My grandfather worked at the J&L mill in Aliquippa. I wonder if he knew this man.

Reminds Me

Of something Norman Rockwell would immortalize: The American Family.

Lovely photo

In 1930, Clifford John Shorts (26, occupation roller) and Catherine A. Shorts (22) lived with their son Clifford John Jr. (then two months old) as renters at 1720 Davidson Street in Aliquippa. The dwelling exists today (photo below).
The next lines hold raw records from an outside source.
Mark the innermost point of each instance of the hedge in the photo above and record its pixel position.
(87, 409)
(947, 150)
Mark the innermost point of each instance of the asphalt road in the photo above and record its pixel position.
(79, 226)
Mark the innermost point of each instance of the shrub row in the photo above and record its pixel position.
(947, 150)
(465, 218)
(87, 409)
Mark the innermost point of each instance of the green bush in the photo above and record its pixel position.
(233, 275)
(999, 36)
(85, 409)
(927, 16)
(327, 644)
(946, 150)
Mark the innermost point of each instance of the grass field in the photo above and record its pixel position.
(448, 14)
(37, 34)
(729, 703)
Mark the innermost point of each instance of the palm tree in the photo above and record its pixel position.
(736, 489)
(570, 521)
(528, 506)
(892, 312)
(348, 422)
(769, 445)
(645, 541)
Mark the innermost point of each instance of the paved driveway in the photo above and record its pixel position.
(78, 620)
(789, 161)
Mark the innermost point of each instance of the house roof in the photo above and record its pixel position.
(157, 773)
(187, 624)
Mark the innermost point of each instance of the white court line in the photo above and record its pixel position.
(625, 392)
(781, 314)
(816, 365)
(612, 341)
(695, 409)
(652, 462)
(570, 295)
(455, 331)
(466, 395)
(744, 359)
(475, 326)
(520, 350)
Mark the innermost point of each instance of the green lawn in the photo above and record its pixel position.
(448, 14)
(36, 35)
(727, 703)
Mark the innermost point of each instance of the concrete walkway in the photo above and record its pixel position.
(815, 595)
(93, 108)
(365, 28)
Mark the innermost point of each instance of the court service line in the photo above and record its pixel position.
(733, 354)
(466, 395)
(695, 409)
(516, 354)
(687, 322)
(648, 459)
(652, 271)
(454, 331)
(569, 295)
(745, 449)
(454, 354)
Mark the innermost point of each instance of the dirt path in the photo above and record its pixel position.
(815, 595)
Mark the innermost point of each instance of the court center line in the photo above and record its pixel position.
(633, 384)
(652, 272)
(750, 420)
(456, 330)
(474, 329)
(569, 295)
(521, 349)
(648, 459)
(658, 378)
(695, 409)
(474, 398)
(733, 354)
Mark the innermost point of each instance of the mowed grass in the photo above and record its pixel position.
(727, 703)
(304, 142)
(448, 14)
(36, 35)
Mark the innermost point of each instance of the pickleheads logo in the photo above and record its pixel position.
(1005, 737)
Son Clifford Jr.’s WWII draft card shows a birth date of 12 Dec 1928. That could be an error, or Clifford Jr. might have provided an earlier date to appear older. Clifford Jr. served in the Korean War and died in 2012.

Beautiful Portrait

I hope this family had a copy of this gorgeous portrait in their home. They did okay getting their family photo taken by Arthur Rothstein.

Thank you!

Thanks FixIt. One of the best things about Shorpy is the inside view it gives us of so many of the TOUGH jobs that built this country. Your father-in-law, the women we see here doing war work, and so many others who worked and sweated in the industrial heart of the U.S. are my heroes.

Aliquippa mill

Having worked for a steel maker, I find this photo very interesting. The guy looks like a very upstanding mill worker, natty with his outfit. In other Shorpy pics of Pittsburgh and Aliquippa (like a few days ago), the housing looked very run-down, in need of paint. Very depressing, and the stink from coke ovens was likely terrible.

Fixit is right that usually only two finished coils are carried on trucks, over the axles, never in bed middle. The coils are called "hot bands" or "cold bands" depending the end use. Often ingots are rolled into rough slabs, from which plate or sheet is rolled.

Sunday?

The family is well dressed, especially the parents.
I wonder if this is after church, and mom put the apron on while preparing lunch. Her shoes, and hose with no visible runs, don't look like everyday wear, and I don't think a roller, as you describe, would be wearing a shirt and tie.

Mesmerizing Photo

This is a photo that commands my attention. The wife and kids look unhappy, stressed, bored, and/or worried, but the father looks defiant and confident. There seems to be lots of emotion on display without any signs of being staged. It could be that the kids are bored from waiting for the photo to be taken and Mom is tired of corralling the kids, but who knows? There's so much to read into it.

Noisy and smelly job

My recently deceased father in law retired as a roller at a local steel mill. I was fortunate to have a tour of the plant in its heyday. The rolling was done from a pulpit, a suspended room about 9 feet square by 20 feet long. It was one of the few places in the mill that was air conditioned. Cooling was necessary because a glowing hot ingot would travel under this pulpit which was suspended only about 10 feet above. His job was to flip this massive ingot, chop off one end, roll it then chop off the other end. The required length of the ingot was on a paper next to him. He sat behind a steering wheel that gave him Paul Bunyan-like arms. This wheel didn't have power assist. It was all manpower and gears. He also used foot pedals to make the ingot go forward and backward. After my father-in-law was finished, it would travel down the line to be squeezed and squeezed until this once massive ingot was 1/4" thick depending on the order. Eventually the steel would be flying by and was rolled up. I am sure you have seen these massive rolls of steel on trailers. They usually would only put two rolls on a trailer, but one hotshot trucker wanted to make more money by carrying another roll. Everyone in the yard told him not to, but when the third roll sat on the trailer, it broke the chassis of the trailer, which the trucker had to pay for.

This family is very well dressed for the salary he made. And I see he is well on the way to his own set of Popeye arms.